There's a LOT of advanced math in high end academic EE, but it remains that an electrician's license can be a much better foundation for a career.
The Main Opportunity
Outside of academics and government, a relatively stable career nearly always needs a relatively stable collection of happy, paying customers.
To skip to the bottom line, math can be an advantage if the mathematician owns the business that is, except for the math, much like other businesses from Main Street to Silicon Valley to Wall Street.
So, the mathematician uses the math to construct the crucial, core, powerful, defensible (difficult to duplicate or equal) 'secret sauce' and implements it in software that delivers valuable results. It is the results, essentially only the results, that the happy customers pay for.
Back to my claim of more important than Moore's Law: We already know what the world wants in the famous one word answer, "More!". The main way for more is automation. For that, so far we've been just coding what we already knew how to do by hand or just intuitive or heuristic ideas. The main way to get more powerful software (that is, able to generate more valuable results) is to have it implement more powerful manipulations, and the main way to that is math, yes, complete with theorems and proofs (so that we can have confidence in the work), possibly original based on advanced material. My view is that for the rest of this century, (1) this math direction is (thanks heavily to DoD projects of the past 70 years) well proven and rock solid, (2) progress better than via math is not promising, and (3) progress without the math is not promising. Of course, just now, one advantage is that nearly no one understands the math or accepts this claim!

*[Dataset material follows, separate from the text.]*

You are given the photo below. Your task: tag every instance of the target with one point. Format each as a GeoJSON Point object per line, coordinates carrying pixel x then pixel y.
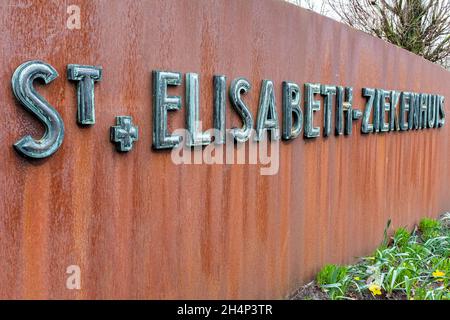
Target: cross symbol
{"type": "Point", "coordinates": [124, 133]}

For the academic math departments, their 'teaching' pyramid is at risk. To get their field going again, they need to 'connect with reality' and deliver value that plenty of other people are willing to pay for, hopefully quite directly, otherwise at least indirectly. "The analytic-algebraic topology of the locally Euclidean metrization of infinitely differentiable Riemannian manifolds" or some pursuit of abstract beauty no one else can appreciate are NOT good directions.